Depuis la fin de sa carrière, l’homme n’a pas définitivement tourné le dos au ballon rond. Il continue de le taquiner dès qu’il en a la possibilité. "Je suis inscrit dans des clubs pour jouer le dimanche", explique l’intéressé. "Ce n’est plus professionnel. C’est surtout pour le plaisir."

Le buteur est toujours adroit. "Je viens de jouer un match que l’on a gagné 3-2. J’ai trouvé le chemin des filets. Cela ne se perd pas."

Il avoue même : "Je crois que je fais davantage de sport aujourd’hui que lors de mes dernières années. Je joue au futsal deux fois par semaine. Je pratique le football le dimanche. Je vais à la salle. Je suis des cours de sport de combat. J’ai besoin de garder la forme. Cela me fait le plus grand bien."

Malgré son arrêt, il a encore reçu des offres. "Récemment, lors de mon passage en Europe, on m’a fait trois propositions concrètes. Mais si j’acceptais, j’allais détruire le travail mental effectué ces derniers mois pour faire la transition. J’ai pris une décision. Je m’y tiens."

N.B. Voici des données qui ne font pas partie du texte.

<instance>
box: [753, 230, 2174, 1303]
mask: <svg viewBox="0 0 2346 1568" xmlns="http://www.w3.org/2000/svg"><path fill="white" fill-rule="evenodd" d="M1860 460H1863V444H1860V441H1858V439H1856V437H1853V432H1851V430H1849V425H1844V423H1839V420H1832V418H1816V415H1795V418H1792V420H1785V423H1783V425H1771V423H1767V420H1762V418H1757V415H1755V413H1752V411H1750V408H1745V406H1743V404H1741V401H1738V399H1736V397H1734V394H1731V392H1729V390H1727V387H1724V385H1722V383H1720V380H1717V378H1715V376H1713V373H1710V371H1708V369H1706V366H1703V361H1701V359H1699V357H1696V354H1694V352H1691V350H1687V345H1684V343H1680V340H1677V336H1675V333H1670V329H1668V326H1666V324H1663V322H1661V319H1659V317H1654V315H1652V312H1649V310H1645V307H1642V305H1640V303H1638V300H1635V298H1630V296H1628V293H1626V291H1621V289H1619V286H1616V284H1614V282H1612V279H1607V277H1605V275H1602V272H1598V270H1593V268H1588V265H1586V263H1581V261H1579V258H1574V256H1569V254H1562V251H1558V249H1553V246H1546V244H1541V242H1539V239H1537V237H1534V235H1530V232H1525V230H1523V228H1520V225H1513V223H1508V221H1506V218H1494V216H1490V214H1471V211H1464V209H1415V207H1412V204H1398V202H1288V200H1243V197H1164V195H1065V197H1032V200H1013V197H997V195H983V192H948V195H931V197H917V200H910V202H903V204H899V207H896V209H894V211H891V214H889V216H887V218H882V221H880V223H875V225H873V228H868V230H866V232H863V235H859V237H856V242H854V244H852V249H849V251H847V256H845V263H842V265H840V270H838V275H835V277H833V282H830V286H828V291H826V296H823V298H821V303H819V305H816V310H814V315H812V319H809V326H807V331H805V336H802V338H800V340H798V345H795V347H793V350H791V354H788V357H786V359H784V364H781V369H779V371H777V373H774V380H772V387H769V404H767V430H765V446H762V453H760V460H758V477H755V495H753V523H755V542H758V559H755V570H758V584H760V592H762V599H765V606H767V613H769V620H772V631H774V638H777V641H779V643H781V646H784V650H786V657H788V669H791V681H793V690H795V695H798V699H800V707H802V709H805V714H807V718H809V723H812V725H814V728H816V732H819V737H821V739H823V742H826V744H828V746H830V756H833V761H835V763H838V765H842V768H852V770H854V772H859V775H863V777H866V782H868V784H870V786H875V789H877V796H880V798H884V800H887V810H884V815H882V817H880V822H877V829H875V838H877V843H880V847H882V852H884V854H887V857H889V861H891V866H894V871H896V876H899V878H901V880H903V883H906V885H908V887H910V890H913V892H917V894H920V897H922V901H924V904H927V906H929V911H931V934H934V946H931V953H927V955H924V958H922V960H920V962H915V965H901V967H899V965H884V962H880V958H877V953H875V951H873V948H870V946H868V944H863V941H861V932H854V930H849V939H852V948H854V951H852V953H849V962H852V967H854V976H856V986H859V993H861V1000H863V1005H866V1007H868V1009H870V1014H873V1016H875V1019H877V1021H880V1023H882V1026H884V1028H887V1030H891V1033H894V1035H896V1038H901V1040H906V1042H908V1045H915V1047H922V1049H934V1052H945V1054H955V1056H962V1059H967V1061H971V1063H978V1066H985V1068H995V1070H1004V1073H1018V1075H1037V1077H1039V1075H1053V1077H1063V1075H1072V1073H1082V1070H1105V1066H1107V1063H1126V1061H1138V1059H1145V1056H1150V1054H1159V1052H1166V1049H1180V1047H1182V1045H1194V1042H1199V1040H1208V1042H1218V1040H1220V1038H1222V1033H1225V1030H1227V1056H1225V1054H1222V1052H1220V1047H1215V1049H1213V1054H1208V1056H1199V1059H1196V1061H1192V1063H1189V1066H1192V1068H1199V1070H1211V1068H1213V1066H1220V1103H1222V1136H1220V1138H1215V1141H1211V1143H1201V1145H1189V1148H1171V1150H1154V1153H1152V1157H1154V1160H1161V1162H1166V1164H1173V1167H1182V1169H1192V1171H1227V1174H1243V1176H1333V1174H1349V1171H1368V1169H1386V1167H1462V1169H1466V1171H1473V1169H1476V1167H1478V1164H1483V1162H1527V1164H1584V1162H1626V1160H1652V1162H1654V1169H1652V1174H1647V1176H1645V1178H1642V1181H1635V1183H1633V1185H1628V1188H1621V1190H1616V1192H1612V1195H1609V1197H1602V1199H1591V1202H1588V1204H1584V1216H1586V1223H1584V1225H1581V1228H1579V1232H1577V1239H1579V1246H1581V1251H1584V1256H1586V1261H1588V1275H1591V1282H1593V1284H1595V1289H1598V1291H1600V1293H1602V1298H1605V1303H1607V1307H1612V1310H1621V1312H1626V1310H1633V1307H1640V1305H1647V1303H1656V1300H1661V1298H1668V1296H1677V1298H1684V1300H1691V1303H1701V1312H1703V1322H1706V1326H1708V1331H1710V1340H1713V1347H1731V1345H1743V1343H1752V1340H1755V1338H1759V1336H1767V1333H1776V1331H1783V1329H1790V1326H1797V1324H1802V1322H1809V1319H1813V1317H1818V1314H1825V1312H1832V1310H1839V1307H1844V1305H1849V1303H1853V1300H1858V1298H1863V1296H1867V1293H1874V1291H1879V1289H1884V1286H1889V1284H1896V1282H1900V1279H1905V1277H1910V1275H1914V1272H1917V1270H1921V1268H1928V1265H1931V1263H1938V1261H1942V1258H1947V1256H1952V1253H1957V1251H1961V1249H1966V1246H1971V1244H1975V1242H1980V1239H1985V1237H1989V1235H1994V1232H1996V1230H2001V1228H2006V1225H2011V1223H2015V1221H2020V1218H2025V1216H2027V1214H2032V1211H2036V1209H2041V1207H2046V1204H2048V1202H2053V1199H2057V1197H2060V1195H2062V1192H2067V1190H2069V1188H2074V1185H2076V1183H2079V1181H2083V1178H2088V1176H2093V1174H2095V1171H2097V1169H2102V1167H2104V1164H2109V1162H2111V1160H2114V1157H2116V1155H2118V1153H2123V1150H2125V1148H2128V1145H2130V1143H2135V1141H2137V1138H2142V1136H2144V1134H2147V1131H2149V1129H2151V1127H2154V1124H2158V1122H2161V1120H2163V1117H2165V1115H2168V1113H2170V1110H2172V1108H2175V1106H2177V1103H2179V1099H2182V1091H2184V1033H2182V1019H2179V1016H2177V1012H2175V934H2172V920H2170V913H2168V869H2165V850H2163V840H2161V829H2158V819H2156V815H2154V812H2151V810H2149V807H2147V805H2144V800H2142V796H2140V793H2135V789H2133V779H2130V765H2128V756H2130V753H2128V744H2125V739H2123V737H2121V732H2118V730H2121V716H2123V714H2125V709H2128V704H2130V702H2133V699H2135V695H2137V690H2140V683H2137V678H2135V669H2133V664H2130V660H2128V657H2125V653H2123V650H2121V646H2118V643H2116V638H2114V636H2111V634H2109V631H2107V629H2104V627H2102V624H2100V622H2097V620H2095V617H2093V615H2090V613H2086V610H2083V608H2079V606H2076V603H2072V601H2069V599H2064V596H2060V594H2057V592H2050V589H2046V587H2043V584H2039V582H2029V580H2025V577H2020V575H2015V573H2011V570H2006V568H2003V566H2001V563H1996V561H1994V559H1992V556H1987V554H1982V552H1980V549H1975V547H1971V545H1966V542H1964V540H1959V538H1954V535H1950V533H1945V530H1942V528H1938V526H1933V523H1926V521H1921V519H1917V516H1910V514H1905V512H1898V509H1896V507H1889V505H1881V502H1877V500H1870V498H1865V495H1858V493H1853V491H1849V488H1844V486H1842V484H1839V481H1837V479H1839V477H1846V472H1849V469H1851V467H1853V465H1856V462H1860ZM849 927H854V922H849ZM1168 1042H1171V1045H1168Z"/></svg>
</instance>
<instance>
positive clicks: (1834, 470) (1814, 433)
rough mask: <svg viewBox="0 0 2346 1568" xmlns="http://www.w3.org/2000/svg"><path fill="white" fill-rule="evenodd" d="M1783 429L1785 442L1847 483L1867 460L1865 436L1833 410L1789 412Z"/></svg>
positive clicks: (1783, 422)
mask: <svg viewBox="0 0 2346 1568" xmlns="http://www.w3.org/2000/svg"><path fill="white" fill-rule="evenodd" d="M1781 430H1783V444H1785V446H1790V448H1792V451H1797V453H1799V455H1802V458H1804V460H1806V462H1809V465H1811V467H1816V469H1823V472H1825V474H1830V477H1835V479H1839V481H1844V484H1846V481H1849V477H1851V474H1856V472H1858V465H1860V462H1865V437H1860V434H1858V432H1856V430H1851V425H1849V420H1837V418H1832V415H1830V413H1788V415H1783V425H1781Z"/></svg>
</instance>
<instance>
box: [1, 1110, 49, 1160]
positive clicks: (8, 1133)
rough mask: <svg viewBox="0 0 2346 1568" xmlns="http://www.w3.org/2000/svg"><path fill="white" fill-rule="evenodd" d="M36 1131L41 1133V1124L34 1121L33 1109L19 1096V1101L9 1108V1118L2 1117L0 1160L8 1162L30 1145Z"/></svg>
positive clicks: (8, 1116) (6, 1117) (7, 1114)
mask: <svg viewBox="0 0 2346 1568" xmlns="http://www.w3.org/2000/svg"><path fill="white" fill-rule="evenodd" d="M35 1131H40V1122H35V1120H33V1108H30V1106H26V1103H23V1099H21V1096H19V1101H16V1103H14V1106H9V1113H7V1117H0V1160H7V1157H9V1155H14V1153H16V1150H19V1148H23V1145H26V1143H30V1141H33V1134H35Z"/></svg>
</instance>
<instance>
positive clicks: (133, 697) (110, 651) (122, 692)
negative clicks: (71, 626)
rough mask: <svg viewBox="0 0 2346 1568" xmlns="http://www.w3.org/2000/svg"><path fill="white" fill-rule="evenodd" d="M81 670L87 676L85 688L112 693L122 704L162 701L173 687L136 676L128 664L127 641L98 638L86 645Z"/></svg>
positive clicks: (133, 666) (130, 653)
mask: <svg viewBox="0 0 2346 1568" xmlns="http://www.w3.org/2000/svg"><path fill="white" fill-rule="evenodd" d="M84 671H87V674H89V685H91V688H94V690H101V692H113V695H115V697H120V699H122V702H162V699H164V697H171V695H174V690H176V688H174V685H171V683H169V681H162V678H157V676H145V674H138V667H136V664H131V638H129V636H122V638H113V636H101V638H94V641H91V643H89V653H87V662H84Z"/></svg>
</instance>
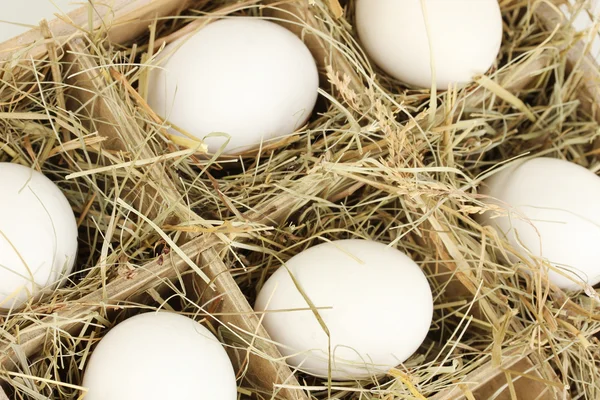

L’ancien attaquant s’entraîne en France ou aux États-Unis, quand il en a l’occasion. Quand il regarde en arrière, il se dit : "Heureux de ma carrière. Elle m’a permis de voyager. J’ai rencontré de nombreuses personnes. J’ai toujours aimé la chaleur humaine. J’en garde du positif."

Il a eu un parcours atypique. "J’ai commencé en Afrique du Sud, je suis passé par le Qatar, la France et le Maroc. J’ai joué à Sedan mais également en CFA. J’ai connu quelques clubs de D1. J’ai pu effectuer une saison à l’île de la Réunion. J’ai eu un beau parcours dans la région de Charleroi."

Il y a laissé un souvenir impérissable à de nombreux supporters…

Sa reconversion : le football américain

Aujourd’hui, Tennyson Sonkey a amorcé une première reconversion. S’il ne se voit pas entraîner, il aimerait transmettre son savoir. Plusieurs agents l’ont contacté. Il travaille dans le scouting, notamment aux États-Unis. "Je suis quelques jeunes joueurs", lance l’ancien attaquant du FC Charleroi. "Je fais des rapports. J’envoie des vidéos." Il faut dire qu’il a l’œil. "J’ai été sur le terrain durant de nombreuses années. Mais c’est très différent de ne pas être sur la scène. On voit d’autres qualités et défauts. C’est un travail stimulant." L’Amérique est-elle une terre de football ? "Oui, même si elle ne s’est pas qualifiée pour la Coupe du Monde. Il y a des jeunes de talent, surtout chez les femmes. Les centres de formation sont modernes. Dans quelques années, on devrait parler positivement des équipes américaines. Elles font tout pour se professionnaliser."